Passphrases are the easier-to-remember siblings of passwords, and they’re much easier to say over the phone “James doesn’t like to eat vegetables, for some reason” is a perfectly decent passphrase. To make this easier to use, I strip out everything but the letters and I convert to lowercase — so it doesn’t matter if you include the comma, or capitalize any of the words. The key is that you’ll need to transmit the passphrase over the phone (or at least in a different medium than you send the encoded message) for the message to be secure, and I’m willing to sacrifice a few bits of entropy for ease of use.

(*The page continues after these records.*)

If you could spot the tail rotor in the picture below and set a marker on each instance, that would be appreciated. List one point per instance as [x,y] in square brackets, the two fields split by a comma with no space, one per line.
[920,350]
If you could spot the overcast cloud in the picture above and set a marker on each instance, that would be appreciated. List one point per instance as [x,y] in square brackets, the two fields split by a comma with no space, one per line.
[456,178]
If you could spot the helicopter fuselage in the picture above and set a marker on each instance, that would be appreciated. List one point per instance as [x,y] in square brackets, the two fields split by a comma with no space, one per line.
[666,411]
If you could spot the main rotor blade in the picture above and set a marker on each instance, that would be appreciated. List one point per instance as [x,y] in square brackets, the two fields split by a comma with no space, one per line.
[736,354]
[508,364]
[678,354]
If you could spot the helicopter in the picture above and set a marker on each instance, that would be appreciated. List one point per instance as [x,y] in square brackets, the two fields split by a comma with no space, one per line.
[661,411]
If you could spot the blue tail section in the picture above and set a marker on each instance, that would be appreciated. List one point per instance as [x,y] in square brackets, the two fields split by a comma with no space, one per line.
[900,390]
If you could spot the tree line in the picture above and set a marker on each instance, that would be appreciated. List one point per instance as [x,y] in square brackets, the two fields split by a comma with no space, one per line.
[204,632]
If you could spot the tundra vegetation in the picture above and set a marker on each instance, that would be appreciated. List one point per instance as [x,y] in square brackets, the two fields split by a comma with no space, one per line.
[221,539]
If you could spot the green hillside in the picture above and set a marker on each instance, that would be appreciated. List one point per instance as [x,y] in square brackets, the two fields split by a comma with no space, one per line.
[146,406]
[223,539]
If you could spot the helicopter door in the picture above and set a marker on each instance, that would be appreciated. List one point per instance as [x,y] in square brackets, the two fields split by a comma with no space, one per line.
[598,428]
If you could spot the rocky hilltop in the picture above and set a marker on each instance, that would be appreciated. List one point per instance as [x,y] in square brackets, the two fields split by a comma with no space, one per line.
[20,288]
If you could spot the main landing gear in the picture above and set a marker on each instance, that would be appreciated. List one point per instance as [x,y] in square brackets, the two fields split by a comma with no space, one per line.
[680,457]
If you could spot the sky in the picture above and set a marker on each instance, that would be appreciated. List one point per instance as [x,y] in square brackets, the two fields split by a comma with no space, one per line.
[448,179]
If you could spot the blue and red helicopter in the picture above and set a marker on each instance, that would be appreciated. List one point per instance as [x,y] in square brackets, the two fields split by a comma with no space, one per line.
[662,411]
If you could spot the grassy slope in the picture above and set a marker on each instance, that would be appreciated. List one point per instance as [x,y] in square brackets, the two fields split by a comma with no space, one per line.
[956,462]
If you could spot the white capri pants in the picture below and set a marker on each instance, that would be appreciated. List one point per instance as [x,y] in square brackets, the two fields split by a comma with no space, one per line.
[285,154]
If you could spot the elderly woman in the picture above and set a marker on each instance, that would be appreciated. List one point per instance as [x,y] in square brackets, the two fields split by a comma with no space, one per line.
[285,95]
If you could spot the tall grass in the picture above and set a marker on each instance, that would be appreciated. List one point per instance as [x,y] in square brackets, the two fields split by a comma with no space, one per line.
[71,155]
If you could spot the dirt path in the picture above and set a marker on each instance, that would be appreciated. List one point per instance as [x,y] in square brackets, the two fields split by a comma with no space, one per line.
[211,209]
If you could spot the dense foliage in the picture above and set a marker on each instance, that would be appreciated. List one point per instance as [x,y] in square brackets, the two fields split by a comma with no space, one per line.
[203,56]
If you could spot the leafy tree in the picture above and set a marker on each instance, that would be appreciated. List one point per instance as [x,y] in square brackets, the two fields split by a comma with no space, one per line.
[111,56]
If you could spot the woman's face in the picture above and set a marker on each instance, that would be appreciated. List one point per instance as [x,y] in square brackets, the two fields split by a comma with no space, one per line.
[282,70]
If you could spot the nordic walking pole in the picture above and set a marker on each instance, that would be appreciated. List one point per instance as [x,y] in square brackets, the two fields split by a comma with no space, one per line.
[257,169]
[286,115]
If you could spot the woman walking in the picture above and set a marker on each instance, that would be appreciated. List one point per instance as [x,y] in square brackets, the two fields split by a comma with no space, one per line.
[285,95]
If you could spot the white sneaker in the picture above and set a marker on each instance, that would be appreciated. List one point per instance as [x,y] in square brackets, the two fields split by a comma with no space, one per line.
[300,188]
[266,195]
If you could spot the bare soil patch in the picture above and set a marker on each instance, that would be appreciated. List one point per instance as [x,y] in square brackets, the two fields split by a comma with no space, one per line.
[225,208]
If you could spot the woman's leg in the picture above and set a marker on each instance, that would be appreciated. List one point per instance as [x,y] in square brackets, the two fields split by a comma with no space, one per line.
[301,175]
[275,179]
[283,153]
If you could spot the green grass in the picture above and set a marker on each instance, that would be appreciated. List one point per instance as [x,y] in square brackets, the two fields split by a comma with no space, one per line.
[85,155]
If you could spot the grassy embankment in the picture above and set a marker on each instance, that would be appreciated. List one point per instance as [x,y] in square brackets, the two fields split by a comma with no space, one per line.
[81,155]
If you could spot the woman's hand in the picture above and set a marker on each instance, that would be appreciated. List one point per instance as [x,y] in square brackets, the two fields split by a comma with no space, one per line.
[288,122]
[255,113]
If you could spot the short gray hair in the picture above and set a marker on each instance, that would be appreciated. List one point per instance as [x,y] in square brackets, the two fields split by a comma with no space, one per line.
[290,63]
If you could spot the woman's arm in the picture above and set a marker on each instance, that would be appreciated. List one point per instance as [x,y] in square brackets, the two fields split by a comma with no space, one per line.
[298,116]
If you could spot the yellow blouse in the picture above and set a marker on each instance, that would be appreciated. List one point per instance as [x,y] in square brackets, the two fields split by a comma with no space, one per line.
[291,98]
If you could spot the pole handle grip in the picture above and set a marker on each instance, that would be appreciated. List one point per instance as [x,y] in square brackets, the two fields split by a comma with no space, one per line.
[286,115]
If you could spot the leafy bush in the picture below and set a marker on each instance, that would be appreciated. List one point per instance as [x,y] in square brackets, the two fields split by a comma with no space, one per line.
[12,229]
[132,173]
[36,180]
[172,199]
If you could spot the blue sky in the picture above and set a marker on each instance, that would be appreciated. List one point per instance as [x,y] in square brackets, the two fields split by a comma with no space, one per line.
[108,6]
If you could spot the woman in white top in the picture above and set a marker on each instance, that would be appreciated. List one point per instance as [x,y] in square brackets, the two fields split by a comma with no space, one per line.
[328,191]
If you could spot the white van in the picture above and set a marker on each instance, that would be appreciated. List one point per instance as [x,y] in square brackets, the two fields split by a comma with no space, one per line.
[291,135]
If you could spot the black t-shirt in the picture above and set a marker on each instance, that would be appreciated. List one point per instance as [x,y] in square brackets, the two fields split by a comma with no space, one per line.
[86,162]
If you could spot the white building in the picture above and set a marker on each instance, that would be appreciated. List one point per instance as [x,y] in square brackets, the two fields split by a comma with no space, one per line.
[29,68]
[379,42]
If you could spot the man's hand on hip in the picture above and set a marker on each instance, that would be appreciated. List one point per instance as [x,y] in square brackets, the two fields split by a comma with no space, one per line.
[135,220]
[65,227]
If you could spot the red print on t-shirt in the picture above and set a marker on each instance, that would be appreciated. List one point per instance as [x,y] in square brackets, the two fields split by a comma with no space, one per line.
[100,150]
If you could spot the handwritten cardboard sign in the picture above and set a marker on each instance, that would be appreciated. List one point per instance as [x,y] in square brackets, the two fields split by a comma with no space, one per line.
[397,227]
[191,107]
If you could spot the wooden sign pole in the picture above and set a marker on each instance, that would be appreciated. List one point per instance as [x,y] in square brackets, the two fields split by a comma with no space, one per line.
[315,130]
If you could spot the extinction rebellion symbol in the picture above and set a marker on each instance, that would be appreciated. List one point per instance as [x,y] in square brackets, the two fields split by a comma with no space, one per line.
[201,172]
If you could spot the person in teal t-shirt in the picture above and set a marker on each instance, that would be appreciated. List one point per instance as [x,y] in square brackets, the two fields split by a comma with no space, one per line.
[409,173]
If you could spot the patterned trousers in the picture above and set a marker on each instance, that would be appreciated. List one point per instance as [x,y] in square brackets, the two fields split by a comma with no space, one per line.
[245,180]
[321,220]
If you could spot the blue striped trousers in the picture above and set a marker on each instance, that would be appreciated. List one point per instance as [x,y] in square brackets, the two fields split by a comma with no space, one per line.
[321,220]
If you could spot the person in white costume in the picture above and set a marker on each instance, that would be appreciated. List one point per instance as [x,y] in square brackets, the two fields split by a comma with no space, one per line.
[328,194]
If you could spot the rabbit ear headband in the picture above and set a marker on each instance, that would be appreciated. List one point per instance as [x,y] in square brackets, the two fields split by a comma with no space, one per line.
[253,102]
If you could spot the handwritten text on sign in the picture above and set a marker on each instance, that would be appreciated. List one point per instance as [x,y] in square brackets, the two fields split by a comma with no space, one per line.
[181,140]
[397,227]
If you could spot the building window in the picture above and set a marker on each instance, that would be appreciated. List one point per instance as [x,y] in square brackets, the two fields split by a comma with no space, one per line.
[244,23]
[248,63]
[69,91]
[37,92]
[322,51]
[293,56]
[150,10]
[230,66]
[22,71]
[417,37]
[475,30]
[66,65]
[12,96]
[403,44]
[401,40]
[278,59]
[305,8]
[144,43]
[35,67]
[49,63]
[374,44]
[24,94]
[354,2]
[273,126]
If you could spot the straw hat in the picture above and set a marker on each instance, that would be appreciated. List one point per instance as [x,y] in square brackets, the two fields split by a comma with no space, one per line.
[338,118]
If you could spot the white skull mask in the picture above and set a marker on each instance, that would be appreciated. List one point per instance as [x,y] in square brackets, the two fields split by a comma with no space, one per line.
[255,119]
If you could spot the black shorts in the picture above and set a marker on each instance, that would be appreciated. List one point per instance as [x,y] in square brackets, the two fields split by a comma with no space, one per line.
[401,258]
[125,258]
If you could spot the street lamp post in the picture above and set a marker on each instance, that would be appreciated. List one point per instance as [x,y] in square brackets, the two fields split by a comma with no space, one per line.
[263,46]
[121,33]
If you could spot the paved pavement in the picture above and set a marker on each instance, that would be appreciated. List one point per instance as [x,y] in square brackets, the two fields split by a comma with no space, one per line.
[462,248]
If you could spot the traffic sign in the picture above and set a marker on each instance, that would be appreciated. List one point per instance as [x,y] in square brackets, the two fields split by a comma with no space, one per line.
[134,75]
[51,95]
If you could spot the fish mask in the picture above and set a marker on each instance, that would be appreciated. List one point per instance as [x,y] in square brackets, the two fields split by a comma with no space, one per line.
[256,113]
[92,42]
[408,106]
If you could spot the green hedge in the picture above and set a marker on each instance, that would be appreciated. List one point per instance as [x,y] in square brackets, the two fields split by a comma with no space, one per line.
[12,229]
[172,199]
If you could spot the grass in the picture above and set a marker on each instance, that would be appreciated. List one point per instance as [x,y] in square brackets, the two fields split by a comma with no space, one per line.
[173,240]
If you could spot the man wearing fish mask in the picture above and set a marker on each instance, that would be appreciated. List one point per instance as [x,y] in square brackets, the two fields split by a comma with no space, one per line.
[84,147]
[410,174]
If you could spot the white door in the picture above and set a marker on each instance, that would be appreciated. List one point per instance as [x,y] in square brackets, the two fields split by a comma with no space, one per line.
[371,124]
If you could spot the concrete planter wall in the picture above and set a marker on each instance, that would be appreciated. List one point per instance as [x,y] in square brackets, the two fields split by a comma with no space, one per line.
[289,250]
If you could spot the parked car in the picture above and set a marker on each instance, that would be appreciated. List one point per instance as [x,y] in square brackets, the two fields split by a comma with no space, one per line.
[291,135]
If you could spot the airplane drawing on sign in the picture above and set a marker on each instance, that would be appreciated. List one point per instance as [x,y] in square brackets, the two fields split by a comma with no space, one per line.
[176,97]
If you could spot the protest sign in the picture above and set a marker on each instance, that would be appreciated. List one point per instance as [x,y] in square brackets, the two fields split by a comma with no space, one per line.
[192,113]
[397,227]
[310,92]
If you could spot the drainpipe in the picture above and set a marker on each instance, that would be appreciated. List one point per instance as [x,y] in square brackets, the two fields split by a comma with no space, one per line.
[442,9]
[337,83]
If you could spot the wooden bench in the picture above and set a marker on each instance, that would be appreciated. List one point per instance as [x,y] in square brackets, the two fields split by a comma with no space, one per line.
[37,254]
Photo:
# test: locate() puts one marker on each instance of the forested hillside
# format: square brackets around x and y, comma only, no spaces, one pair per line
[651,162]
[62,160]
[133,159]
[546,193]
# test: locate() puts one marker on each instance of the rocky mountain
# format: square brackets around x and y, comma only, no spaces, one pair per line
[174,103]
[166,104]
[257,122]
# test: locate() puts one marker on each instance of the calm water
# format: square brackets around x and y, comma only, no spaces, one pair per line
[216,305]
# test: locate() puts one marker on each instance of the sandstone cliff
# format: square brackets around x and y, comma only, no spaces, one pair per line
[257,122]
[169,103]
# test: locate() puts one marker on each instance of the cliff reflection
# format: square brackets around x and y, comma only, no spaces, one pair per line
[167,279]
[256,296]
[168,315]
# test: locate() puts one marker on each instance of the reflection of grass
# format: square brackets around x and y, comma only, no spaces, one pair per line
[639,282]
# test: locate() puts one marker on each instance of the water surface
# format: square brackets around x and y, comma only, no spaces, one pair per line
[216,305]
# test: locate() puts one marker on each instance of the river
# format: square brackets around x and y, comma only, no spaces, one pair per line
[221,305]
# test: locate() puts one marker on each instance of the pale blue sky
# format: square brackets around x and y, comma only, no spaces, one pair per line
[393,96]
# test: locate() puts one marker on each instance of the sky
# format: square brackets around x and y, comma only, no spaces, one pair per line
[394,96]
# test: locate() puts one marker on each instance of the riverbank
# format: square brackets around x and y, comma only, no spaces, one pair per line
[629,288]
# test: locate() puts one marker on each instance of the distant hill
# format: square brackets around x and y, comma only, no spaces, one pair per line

Choosing a passphrase is easy, because just about anything will do fine. “Correct horse battery staple” is fine, so is “we got our cat, mittens, from the shelter in shelbyville.” Passwords are rarely ever guessed by hand (despite what you might see in movies), rather a computer would be programmed to try every combination of words. So if there are 100,000 words you might use (include proper nouns and that skyrockets), and you use 6 of them, the computer would have to guess 100,0006 = 1,000,000,000,000,000,000,000,000,000,000 combinations to break the code. That’s a mindboggling number, even for a computer.
Is this secure? Yes. If you’re using a passphrase with 5 or more words, you can consider your message to be secure. If the alternative is sending plain-text messages, you’re doing about a gazillion times better off using Crypto for everyone. If you’re happily using GnuPG, this is theoretically less secure, since you have no idea who I am, and the code hasn’t been reviewed — only tested.
Some other one-offs I found in this vein were: Privnote, which does self-destructing one-time messages, and NoPlainText does the same but encrypts it on the server. Naturally, the inspiration came largely from XKCD.